El hereje medieval Pedro Abelardo trató de privar a la Fe de su carácter de certeza y de inmutabilidad. San Pablo había dado a los Hebreos y más allá de ellos a la Iglesia Universal, esta definición de la Fe: «sperandorum substantia rerum argumentum non parentum», fundamento, o firme persuasión, de las cosas que se esperan, y convencimiento de las cosas que no se ven.
Abelardo tuvo la impertinencia de «corregir» la sentencia apostólica trocando la palabra «argumentum» (convencimiento) por «existimatio», degradando la Fe a una opinión conjetural, provisional, caprichosa; a una preferencia dictada por el gusto personal, en una palabra, despojando la fe de dos rasgos esenciales: la certeza y la inmutabilidad.
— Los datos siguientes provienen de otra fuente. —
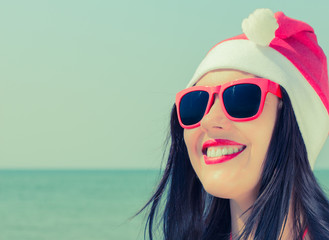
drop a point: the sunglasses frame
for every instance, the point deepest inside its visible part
(265, 86)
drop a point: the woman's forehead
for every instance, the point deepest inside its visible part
(219, 77)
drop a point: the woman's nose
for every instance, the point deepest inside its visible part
(215, 119)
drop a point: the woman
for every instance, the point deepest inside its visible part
(245, 134)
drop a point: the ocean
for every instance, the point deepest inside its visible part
(78, 204)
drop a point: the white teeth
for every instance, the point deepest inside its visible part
(220, 151)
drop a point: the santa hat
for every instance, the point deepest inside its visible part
(285, 51)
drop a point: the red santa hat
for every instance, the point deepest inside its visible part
(286, 51)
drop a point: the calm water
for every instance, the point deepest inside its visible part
(84, 205)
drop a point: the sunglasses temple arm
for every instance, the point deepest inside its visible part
(275, 89)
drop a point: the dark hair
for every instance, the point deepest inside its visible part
(287, 180)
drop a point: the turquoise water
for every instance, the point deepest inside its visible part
(84, 205)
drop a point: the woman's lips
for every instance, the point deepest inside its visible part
(221, 150)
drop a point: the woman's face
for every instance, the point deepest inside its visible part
(238, 177)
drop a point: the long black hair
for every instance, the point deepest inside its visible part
(287, 183)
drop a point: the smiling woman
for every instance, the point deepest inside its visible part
(245, 135)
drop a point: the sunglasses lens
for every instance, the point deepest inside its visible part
(193, 106)
(242, 100)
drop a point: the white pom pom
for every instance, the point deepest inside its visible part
(260, 26)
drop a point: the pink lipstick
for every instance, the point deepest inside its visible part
(221, 150)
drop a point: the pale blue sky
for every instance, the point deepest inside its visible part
(90, 84)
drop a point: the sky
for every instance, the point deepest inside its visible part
(90, 84)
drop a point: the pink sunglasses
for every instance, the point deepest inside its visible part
(241, 100)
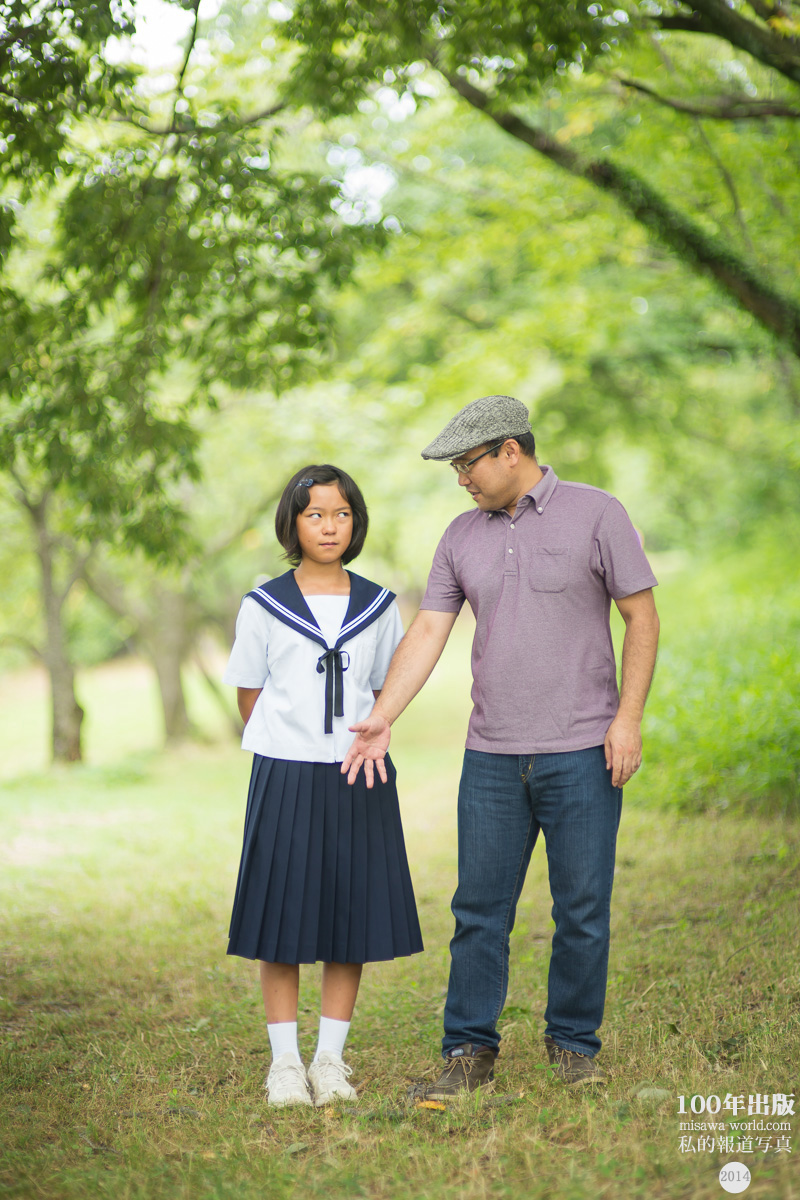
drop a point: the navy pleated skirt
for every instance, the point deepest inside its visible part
(323, 875)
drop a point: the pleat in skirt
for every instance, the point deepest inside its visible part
(323, 875)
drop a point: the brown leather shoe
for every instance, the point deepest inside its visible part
(572, 1067)
(467, 1067)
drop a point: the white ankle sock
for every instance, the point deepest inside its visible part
(332, 1036)
(283, 1039)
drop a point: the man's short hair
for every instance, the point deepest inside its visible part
(527, 443)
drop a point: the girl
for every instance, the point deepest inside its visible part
(323, 874)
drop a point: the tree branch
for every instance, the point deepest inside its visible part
(780, 53)
(705, 253)
(179, 85)
(716, 108)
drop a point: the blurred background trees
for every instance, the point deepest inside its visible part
(319, 229)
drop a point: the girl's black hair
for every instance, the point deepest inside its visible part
(295, 501)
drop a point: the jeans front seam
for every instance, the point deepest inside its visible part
(504, 964)
(527, 775)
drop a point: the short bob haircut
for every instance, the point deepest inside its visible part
(296, 497)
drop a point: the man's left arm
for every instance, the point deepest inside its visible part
(624, 737)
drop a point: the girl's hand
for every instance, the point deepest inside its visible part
(368, 749)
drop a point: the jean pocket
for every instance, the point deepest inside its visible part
(549, 569)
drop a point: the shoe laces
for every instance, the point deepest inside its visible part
(287, 1073)
(331, 1069)
(467, 1062)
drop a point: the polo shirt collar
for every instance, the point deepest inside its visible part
(539, 495)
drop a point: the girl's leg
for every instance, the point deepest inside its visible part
(340, 988)
(280, 989)
(328, 1073)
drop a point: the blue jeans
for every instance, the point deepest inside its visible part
(504, 801)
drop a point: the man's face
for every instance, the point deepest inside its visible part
(488, 479)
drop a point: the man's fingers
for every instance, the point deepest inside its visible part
(355, 767)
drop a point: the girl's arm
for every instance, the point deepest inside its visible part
(246, 699)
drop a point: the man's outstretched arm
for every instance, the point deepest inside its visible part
(624, 737)
(411, 664)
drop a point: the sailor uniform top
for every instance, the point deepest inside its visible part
(318, 661)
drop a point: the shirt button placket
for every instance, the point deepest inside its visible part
(511, 564)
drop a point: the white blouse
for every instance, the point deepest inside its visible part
(288, 720)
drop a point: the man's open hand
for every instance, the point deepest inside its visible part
(623, 749)
(368, 749)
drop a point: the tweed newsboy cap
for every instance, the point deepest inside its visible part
(483, 420)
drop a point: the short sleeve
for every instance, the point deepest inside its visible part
(390, 633)
(444, 592)
(623, 562)
(247, 665)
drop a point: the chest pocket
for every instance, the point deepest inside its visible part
(549, 569)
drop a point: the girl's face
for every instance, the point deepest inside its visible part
(325, 527)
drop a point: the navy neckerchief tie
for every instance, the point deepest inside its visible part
(283, 599)
(334, 666)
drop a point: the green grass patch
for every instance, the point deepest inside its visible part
(133, 1050)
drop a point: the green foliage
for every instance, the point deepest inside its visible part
(551, 76)
(722, 725)
(50, 71)
(134, 1051)
(513, 46)
(161, 229)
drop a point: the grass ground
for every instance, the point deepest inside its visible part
(133, 1050)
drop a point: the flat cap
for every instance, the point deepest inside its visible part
(485, 420)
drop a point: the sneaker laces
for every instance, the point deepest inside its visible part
(286, 1073)
(330, 1071)
(465, 1062)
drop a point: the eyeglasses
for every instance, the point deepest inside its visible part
(462, 468)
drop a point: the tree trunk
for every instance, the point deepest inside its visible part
(168, 641)
(67, 713)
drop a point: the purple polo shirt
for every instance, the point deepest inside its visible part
(540, 585)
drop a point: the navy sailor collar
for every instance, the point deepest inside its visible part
(284, 600)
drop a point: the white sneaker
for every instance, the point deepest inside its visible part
(328, 1077)
(287, 1083)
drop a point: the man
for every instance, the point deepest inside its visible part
(551, 739)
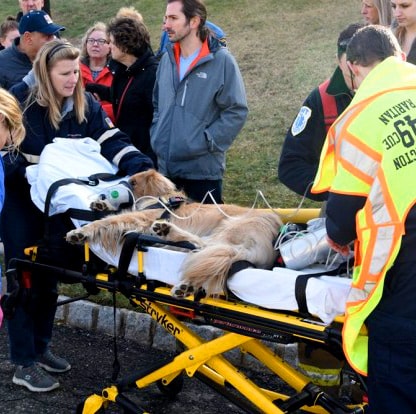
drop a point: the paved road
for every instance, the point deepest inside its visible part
(91, 356)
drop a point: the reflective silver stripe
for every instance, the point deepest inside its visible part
(123, 152)
(359, 159)
(339, 124)
(33, 159)
(107, 134)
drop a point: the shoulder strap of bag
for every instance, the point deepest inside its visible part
(329, 105)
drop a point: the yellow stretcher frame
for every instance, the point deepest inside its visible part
(244, 327)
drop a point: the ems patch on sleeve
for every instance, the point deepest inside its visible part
(301, 120)
(109, 122)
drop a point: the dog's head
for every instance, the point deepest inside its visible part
(151, 183)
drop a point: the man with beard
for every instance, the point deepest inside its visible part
(199, 103)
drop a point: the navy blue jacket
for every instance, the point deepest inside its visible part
(115, 145)
(301, 151)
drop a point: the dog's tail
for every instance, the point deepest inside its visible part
(209, 268)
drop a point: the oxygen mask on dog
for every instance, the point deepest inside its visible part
(119, 195)
(300, 249)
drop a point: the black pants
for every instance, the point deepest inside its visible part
(391, 364)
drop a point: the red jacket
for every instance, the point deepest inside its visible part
(104, 78)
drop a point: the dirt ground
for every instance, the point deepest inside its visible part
(91, 356)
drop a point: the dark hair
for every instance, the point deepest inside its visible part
(130, 35)
(195, 8)
(371, 44)
(345, 37)
(8, 25)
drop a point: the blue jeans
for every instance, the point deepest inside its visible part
(391, 363)
(197, 189)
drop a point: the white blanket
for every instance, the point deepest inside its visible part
(69, 158)
(66, 158)
(325, 295)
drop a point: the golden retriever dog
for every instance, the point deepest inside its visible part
(222, 234)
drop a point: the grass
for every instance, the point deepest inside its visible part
(284, 50)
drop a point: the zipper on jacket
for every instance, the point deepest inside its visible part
(184, 93)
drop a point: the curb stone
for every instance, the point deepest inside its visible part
(141, 328)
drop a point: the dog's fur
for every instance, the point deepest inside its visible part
(222, 237)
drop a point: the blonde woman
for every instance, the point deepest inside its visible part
(55, 106)
(377, 12)
(404, 12)
(12, 133)
(95, 54)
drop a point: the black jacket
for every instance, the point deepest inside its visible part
(299, 159)
(131, 95)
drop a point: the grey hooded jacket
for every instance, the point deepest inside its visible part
(196, 120)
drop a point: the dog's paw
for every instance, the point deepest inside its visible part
(76, 237)
(182, 290)
(101, 205)
(161, 228)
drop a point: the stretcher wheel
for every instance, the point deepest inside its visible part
(172, 389)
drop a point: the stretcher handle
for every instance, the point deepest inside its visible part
(148, 240)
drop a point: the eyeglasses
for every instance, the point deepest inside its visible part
(100, 42)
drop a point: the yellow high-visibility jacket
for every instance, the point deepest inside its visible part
(370, 151)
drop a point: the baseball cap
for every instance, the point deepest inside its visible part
(38, 21)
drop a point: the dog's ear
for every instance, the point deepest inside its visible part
(158, 185)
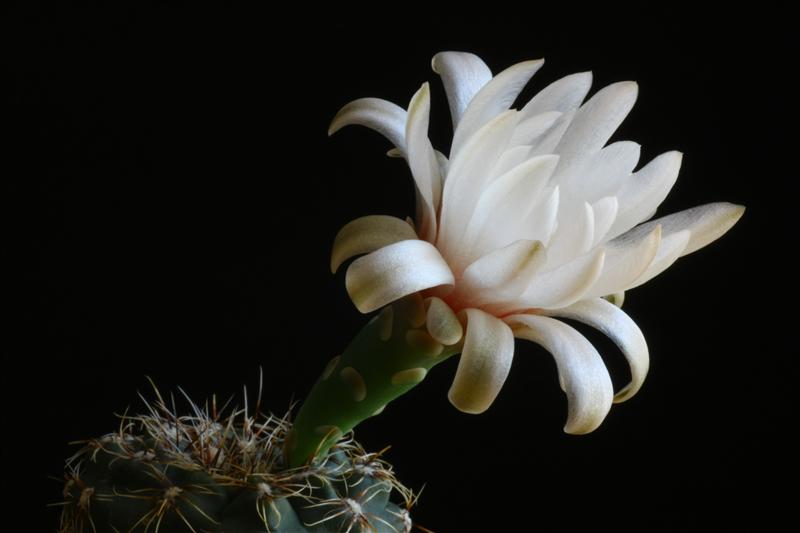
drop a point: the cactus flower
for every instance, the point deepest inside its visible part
(531, 217)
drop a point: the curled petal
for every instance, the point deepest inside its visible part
(367, 234)
(618, 326)
(386, 118)
(484, 362)
(422, 161)
(463, 75)
(395, 271)
(581, 371)
(495, 98)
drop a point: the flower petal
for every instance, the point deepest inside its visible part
(581, 371)
(618, 326)
(546, 144)
(562, 286)
(605, 211)
(501, 274)
(386, 118)
(367, 234)
(463, 75)
(533, 127)
(669, 250)
(573, 236)
(562, 95)
(500, 217)
(707, 223)
(643, 192)
(441, 322)
(395, 271)
(627, 258)
(590, 177)
(495, 98)
(467, 176)
(484, 362)
(422, 161)
(599, 118)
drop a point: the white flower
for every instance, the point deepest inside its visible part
(532, 218)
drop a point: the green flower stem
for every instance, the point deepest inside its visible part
(389, 357)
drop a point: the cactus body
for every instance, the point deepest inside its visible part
(203, 473)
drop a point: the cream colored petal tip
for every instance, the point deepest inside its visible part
(442, 323)
(581, 370)
(484, 363)
(367, 234)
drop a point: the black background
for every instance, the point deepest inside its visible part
(176, 198)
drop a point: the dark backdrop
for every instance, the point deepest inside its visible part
(177, 195)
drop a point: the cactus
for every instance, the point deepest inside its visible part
(205, 472)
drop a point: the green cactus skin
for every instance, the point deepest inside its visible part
(162, 473)
(389, 357)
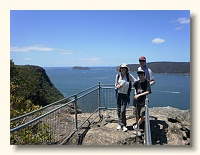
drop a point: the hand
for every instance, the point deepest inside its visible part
(119, 86)
(136, 96)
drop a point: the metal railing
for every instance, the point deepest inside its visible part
(147, 123)
(56, 123)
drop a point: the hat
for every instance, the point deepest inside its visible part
(140, 71)
(142, 58)
(123, 65)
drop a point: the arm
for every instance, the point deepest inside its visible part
(142, 94)
(132, 79)
(117, 85)
(152, 81)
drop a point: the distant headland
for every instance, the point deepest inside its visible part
(80, 68)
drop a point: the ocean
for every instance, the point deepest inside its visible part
(169, 90)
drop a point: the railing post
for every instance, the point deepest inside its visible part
(75, 111)
(99, 96)
(147, 123)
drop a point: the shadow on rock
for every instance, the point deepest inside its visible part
(159, 130)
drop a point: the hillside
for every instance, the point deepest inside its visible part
(32, 83)
(165, 67)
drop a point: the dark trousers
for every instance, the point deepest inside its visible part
(121, 109)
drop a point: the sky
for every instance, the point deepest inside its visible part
(65, 38)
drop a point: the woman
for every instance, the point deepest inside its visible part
(122, 85)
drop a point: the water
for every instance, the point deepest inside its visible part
(169, 90)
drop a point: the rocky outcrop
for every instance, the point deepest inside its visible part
(169, 126)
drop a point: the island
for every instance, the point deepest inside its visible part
(80, 68)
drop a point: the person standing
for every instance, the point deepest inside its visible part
(142, 89)
(123, 87)
(148, 72)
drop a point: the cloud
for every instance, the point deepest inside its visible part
(90, 60)
(183, 20)
(158, 41)
(65, 53)
(178, 28)
(31, 48)
(27, 58)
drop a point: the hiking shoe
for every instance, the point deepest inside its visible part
(135, 127)
(125, 129)
(119, 127)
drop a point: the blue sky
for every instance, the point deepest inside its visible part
(50, 38)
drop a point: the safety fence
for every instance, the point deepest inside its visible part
(56, 123)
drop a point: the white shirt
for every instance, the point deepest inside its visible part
(124, 83)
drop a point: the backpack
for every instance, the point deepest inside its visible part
(130, 86)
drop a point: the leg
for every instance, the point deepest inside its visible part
(119, 100)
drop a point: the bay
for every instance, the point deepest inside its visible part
(169, 90)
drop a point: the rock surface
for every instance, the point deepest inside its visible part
(169, 126)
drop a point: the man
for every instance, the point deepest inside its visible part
(122, 86)
(142, 88)
(148, 72)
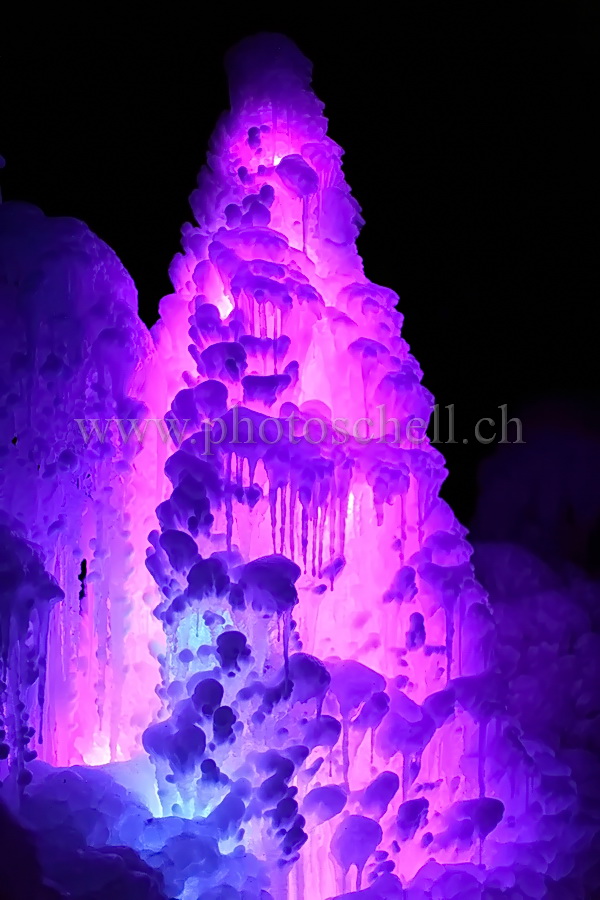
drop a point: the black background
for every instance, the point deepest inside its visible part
(469, 145)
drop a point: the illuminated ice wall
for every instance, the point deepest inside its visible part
(274, 604)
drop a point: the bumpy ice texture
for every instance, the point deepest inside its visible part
(335, 715)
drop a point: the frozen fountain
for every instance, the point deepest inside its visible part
(239, 628)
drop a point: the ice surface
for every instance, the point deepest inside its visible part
(273, 606)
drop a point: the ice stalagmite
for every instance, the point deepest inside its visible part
(316, 591)
(72, 347)
(225, 569)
Tristemente afín a la deformación de Abelardo es la que hace el concilio deuterovaticano, que introduce el novedoso concepto de «sensus fidei», que no es lo mismo que el tradicional «sensus fidelium». De los fieles puede haber sentido; de la Fe, sólo puede haber convicción. Para no hacernos ilusiones de que ese «sensus» no se refiere a facultades intelectivas, nos basta con leer lo que el mismo documento conciliabular herético dice bajo ese título: «La universalidad de los fieles que tiene la unción del Santo no puede fallar en su creencia, y ejerce ésta su peculiar propiedad mediante el sentimiento sobrenatural de la fe de todo el pueblo».
En la antedicha proposición, puesta en la traducción oficial neovaticana al castellano, queda claro que el «sensus fidei» es un sentimiento. De paso notemos la imprecisión y parcialidad con que los asaltantes del Vaticano aluden al pasaje neotestamentario, el cual, si es leído por completo, muestra que quienes están ungidos por el Espíritu Santo son los católicos persistentes ante los desvíos, y no una colectividad indefinida: «Hijitos, ésta es ya la última hora; y así como habéis oído que viene el Anticristo, así ahora muchos se han hecho anticristos, por donde echamos de ver que ya es la última hora. De entre nosotros han salido, mas no eran de los nuestros; que si de los nuestros fueran, con nosotros sin duda hubieran perseverado; pero ellos se apartaron, para que se vea claro que no todos son de los nuestros».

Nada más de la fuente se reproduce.